Everyone is talking about twitter.

Probably because everyone is using it, for personal and business purposes. As a way to keep in touch. As a marketing vehicle. As the entire service operation.

Even though twitter has been around since 2006, it is the odds-on favorite to be “the big idea” of 2009.

It is still in its infancy as a business model, but how will twitter do as a public utility?

Utilities have a unique service model. As network-based businesses, they have to manage capacity surges. twitter has already experienced this, and has the outage history to prove it.

They require layers of redundancy built into their operations to resist failure, as twitter found out this week when a DDOS attack brought the site down for several hours.

They need service operability in times of crisis, to the point where they can be considered critical services. twitter has already seen this with the Iranian election, which kept them operating by Presidential decree to help Iranians deprived of any other media outlet beyond planned system outages.

Twitter is developing very strong social bonds with users, primarily through the network value of its other users.

Utilities, though, are often taken for granted once they mature. Will this happen as companies and individuals view twitter as an indispensable part of their lives / business models / marketing plans?

Will customers start to define value in more economic terms, with service features such as “up-time” seen more and more as table stakes than differentiator? Will expectations increase and tolerance for inadequate service levels, quite high today, decrease with ever more demanding customers. Will we complain about twitter the way we do today about the power company, the cable company, the gas company and the water utility?

Twitter will have to survive a lot of challenges to get to face these problems, but I have to wonder if we will someday look at this novel service for interpersonal and business connectivity as an indispensable utility, with the same service expectations we have come to expect from our mobile service provider.

2 comments:

Mike Brown said...

If Twitter screws up, make sure you don't pay your Twitter bill that month. That will show them!

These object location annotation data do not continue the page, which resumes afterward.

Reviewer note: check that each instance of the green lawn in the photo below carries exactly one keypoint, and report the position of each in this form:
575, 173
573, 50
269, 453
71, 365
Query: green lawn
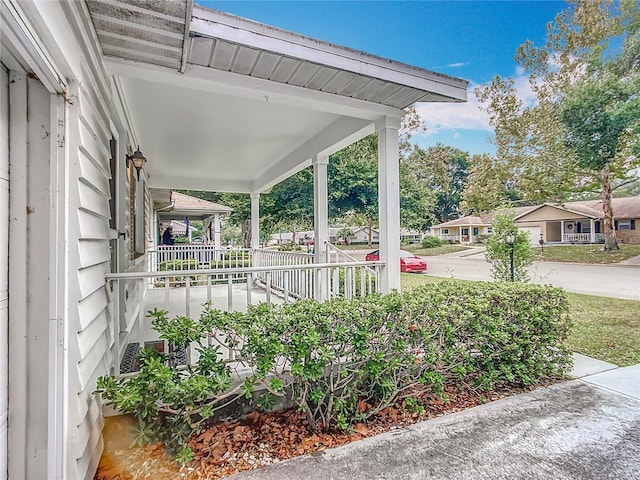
585, 253
604, 328
432, 252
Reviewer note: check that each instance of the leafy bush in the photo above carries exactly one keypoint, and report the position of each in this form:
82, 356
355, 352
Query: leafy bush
482, 238
431, 242
169, 265
290, 247
342, 360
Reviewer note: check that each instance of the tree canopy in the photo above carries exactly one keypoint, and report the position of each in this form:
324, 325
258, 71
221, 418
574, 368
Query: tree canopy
581, 132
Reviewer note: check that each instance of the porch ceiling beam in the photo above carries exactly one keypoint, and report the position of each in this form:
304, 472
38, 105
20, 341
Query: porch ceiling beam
228, 83
199, 183
212, 24
339, 134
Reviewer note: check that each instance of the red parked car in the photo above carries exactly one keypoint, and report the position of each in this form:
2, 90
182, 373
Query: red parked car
408, 261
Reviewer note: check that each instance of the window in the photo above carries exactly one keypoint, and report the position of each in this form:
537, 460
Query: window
136, 213
112, 183
625, 225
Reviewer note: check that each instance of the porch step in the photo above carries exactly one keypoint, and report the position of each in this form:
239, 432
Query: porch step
130, 364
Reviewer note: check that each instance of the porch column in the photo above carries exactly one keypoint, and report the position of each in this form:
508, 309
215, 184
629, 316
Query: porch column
320, 222
255, 220
216, 232
389, 202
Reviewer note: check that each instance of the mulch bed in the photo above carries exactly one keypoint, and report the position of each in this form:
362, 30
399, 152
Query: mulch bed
261, 439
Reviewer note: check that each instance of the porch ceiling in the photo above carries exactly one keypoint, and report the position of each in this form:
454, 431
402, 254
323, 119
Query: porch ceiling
222, 103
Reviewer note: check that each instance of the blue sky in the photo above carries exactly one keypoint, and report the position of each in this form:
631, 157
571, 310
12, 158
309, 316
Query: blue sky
474, 40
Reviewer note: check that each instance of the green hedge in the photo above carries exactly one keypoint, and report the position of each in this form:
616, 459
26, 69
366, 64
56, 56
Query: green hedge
342, 354
431, 242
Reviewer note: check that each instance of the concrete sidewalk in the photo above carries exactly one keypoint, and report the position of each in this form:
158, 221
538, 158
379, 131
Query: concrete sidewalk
588, 428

It is an interesting phenomenon about the expectations we place on something no one explicitly pays for. Right now, I'm not sure it even reaches the level of inconvenience when Twitter is down (in some respects, it feels like a relief).

Chris Reaburn said...

I agree that expectations are pretty low right now, but as Twitter is activated more & more as a marketing (or even service operations) vehicle, I have to think expectations will rise beyond what they are today.

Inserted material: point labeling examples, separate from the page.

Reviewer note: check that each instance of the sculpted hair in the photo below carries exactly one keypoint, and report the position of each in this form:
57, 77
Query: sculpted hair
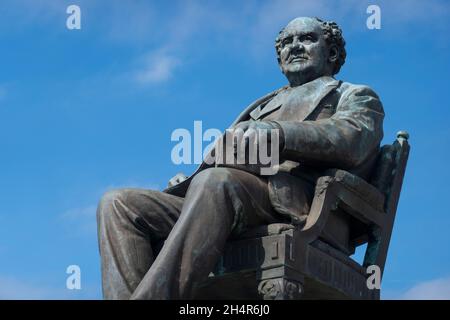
333, 36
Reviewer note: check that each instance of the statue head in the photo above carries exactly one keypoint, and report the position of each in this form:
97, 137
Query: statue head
308, 48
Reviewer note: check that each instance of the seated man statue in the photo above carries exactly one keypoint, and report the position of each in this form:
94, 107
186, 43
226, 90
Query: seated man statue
160, 245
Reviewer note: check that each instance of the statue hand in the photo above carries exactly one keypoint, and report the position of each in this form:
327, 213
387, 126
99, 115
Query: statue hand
178, 178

When Twitter comes back up from some downtime, the first few hours I get tweets from the corporate sites apologizing for being absent from their following. How long will companies like Starbucks, In & Out, Microsoft want to apologize to followers for service interruptions that they are not responsible for?

What if you're "stocktwits.com", and your business model depends on Twitter up-time?

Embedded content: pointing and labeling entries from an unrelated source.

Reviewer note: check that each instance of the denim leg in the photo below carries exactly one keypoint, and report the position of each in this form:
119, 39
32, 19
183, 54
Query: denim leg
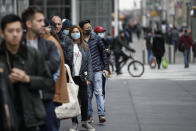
98, 92
186, 57
90, 97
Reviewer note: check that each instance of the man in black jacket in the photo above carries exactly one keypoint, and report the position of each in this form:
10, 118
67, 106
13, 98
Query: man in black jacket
64, 39
28, 74
33, 18
100, 66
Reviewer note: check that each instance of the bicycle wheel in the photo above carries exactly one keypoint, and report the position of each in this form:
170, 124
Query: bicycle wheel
136, 68
152, 63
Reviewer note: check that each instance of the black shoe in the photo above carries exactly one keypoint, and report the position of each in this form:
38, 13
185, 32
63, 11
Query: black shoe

I don't know that Twitter could sustain a pay model just yet - too many alternatives. Perhaps they could develop a parallel system that allows power users (i.e. paying corporate customers) to stay active and have their tweets read, even the rest of the site is down.

Then again, given a chance to cut through the personal clutter, you might see corporations with a marketing agenda pushing for downtime to capture more of the audience's attention.

Think back to the early days of television. How much would someone have paid, (knowing what they do now) to sponsor the Indian Head Test Pattern in the 40's?